Hauptsponsoren:     3M 
Datenbankrecherche:

 

Ilmenauer Studenten gewinnen Mikrosystemtechnik-Preis COSIMA für innovativen Rollator

18.10.2013
Vier Masterstudenten der TU Ilmenau sind im bundesweiten Mikrosystemtechnik-Wettbewerb COSIMA (Competition of Students in Microsystems Applications) in Aachen für die technische Verbesserung von Rollatoren ausgezeichnet worden. Als Preis gewannen die Studierenden der TU Ilmenau die Teilnahme am internationalen Mikrosystemtechnik-Wettbewerb in Japan.

Die Auszeichnung wurde im Rahmen des soeben zu Ende gegangenen Mikrosystemtechnik-Kongresses 2013 in Aachen vergeben. Der Mikrosystemtechnik-Kongress ist das bedeutendste nationale Forum für Elektronik- und Mikrosysteme. Er wird vom VDE Verband der Elektrotechnik Elektronik Informationstechnik e.V. und dem Bundesministerium für Bildung und Forschung alle zwei Jahre gemeinsam ausgerichtet.
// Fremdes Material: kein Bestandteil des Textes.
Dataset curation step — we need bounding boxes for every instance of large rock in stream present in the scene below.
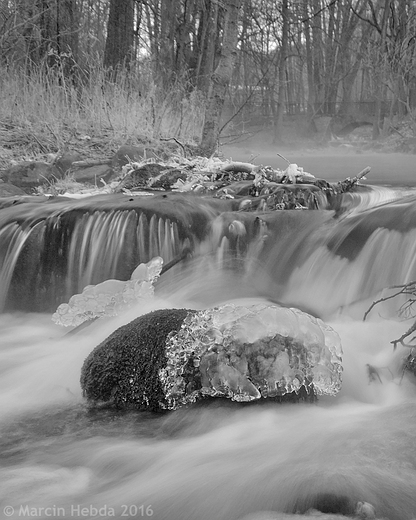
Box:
[81,303,342,411]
Die prämierten vier Ilmenauer Masterstudenten mit Rollator und Urkunde. Von links: Antoine Heim (Mechatronik), Markus Mayer (Maschinenbau), Thomas Schönfelder (Mechatronik) und Nils Ziegenspeck (Mechatronik).

Die TU Ilmenau und insbesondere ihr Institut für Mikro- und Nanotechnologien MacroNano® war mit 17 wissenschaftlichen Beiträgen und zwei Ilmenauer Professoren im Programmkomitee außerordentlich stark bei der diesjährigen Tagung vertreten. Vorgestellt wurden unter anderem aktuelle Forschungsergebnisse zur kontinuierlichen Ölzustandsüberwachung in der Flugzeughydraulik und mikrooptische Systeme für den Einsatz in Augenimplantaten. Bei der begleitenden Fachmesse präsentierte sich die TU Ilmenau außerdem sowohl mit einem eigenen Messestand als auch auf dem Gemeinschaftsstand des Netzwerkes „nanogoesmakro“.

Ilmenauer Studenten mit Elektro-Rollator erfolgreich

Zu den Höhepunkten des Kongresses gehört der Studentenwettbewerb COSIMA, an dem die TU Ilmenau in diesem Jahr erstmals beteiligt war. Und das gleich mit großem Erfolg: Die Studierenden des Masterstudienganges Mechatronik, Antoine Heim, Thomas Schönfelder und Nils Ziegenspeck, sowie der Student des Masterstudienganges Maschinenbau, Markus Mayer, wurden für ihren Beitrag „Elekto-Rollator“ (Roll-E) mit dem dritten Platz ausgezeichnet.

COSIMA ist ein Wettbewerb für Studierendenteams von Universitäten und Hochschulen im deutschsprachigen Raum, um Einsatzmöglichkeiten von Mikrosystemen in verschiedensten Bereichen des täglichen Lebens zu finden und erste Erfahrungen in der Entwicklung und Vermarktung von eigenen Projektideen zu sammeln. Deshalb beinhaltet COSIMA die wirtschaftliche Planung, die Öffentlichkeitsarbeit, die Projektdurchführung und die Präsentation des Vorhabens im Rahmen eines Wettbewerbs.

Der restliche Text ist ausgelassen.